Theatre Royal Brighton, Sunday 8 May 2016
There was a time, not many years ago, when Opera was a key feature of the Brighton Festival. Whether the exigencies of finance have caused the change or a simpler matter of taste, Opera is a rarity these days. Moreover, fully staged performances are becoming rarer in themselves, so it was not unusual to find that Purcell’s Dido and Aeneas was advertised as a concert performance. No problem there for there is little action in the work itself, the focus being essentially on the emotional state of the characters.
Musically this was impressive throughout. Ann Murray is a splendidly convincing Dido, bringing authority and passion to the part as well as musical sensitivity to Purcell’s beautifully spun lines. Charlotte Beamont’s lighter, crisper Belinda was a fine foil, encouraging in the opening scenes but deeply sympathetic in the tragic conclusion. Benjamin Appl was an unusually forthright Aeneas and drawing on a counter-tenor, the heroic ally voiced Rupert Enticknap, as the Sorceress was a stroke of genius. So far so good. There was no chorus but four solo singers added all the other, smaller, parts and the choral sections.
La Nuova Musica formed the instrumental band – nine musicians led from the muselar by David Bates. While there was considerable sensitivity in their playing, there was a lack of diversity to the range of tone available, and some of the accompaniments – particularly the use of harp and percussion – were unconvincing.

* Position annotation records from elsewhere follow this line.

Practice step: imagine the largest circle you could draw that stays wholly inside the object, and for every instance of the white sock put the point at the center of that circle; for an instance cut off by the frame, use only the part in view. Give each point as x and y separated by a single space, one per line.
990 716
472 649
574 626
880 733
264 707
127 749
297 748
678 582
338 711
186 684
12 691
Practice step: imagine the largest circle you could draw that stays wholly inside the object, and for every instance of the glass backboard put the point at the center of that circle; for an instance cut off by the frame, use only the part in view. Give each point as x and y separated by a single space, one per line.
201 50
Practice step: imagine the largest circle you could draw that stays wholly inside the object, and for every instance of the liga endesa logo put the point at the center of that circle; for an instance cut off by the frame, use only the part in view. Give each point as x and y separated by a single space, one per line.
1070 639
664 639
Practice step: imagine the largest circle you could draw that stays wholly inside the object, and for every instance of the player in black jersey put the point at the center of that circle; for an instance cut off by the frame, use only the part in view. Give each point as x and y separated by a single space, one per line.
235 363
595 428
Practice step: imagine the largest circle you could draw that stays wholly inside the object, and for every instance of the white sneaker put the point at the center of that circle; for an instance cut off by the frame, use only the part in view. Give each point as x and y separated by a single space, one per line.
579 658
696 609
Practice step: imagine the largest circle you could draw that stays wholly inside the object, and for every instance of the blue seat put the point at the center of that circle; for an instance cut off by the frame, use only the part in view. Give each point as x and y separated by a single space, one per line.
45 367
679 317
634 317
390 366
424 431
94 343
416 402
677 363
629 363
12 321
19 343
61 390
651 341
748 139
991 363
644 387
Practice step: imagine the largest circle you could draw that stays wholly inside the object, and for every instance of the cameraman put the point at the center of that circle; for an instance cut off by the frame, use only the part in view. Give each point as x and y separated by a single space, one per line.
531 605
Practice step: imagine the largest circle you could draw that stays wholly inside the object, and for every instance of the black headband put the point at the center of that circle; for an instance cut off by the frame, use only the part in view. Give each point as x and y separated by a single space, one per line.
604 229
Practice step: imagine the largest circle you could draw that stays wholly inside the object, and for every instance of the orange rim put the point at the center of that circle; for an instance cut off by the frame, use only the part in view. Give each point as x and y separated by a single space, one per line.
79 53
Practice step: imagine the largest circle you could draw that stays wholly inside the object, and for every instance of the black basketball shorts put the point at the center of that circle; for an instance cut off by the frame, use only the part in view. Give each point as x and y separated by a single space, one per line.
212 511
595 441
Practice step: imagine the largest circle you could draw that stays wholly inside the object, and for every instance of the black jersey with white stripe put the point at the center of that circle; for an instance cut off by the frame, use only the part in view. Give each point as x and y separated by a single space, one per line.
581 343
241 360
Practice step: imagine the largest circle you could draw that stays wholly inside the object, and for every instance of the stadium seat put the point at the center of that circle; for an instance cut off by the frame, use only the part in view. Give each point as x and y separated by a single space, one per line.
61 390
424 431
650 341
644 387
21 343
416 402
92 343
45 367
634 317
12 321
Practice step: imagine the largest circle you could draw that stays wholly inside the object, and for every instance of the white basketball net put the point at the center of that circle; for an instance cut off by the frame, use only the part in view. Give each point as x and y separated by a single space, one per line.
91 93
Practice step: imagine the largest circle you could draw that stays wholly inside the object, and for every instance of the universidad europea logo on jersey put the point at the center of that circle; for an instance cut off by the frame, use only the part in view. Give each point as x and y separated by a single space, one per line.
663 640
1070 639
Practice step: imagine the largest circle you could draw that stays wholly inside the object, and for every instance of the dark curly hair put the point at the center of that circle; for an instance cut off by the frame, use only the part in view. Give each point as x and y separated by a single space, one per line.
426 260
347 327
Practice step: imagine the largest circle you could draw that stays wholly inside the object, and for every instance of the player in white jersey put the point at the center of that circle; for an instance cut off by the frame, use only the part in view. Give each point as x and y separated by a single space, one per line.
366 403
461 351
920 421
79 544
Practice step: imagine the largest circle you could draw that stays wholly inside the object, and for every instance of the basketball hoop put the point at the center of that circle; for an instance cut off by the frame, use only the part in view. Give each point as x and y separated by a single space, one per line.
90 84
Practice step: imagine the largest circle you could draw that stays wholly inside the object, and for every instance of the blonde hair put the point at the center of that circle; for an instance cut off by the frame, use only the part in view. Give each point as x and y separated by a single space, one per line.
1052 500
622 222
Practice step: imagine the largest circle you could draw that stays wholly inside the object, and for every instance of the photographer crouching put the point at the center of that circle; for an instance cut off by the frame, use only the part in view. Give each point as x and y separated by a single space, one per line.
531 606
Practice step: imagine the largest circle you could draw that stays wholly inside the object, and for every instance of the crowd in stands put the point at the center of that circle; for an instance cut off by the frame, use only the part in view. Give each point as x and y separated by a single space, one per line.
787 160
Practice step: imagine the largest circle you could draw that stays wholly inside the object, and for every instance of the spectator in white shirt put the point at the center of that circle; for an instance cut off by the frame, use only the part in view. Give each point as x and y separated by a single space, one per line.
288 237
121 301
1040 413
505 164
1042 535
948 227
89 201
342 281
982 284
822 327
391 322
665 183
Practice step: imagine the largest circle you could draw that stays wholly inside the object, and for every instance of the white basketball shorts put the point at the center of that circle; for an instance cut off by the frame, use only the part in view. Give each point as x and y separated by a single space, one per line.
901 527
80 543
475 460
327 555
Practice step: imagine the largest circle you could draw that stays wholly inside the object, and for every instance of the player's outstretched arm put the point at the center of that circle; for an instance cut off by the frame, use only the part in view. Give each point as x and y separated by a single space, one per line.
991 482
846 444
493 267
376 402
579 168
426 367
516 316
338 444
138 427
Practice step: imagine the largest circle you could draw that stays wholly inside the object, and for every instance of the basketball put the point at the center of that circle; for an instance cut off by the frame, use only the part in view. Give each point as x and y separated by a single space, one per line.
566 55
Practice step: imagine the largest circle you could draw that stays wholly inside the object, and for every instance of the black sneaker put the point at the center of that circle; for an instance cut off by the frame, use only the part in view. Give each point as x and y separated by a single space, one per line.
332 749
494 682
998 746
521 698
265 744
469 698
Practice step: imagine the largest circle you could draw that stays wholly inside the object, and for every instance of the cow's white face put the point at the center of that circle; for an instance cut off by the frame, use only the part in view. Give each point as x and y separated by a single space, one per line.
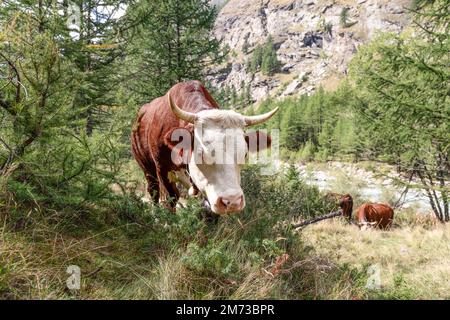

Dido is a short work and this has always been a problem for producers. Should it form part of an evening, alongside another, similar, work; should it stand alone or should it be augmented? The programme note argued against augmentation but this is what we got in a compromise which went against the flow of the narrative. Purcell is not writing an opera-ballet as Rameau did. The dances should be fully integrated into the action but alas here they regularly seemed to act against it, and the choreography was out of keeping with the score. In the end, the added dances simply held back the inevitable denouement. The evening was rescued at the end by the superb staging of Dido’s lament by Ann Murray. A standard concert performance (in The Dome surely?) would arguably have been far more satisfying.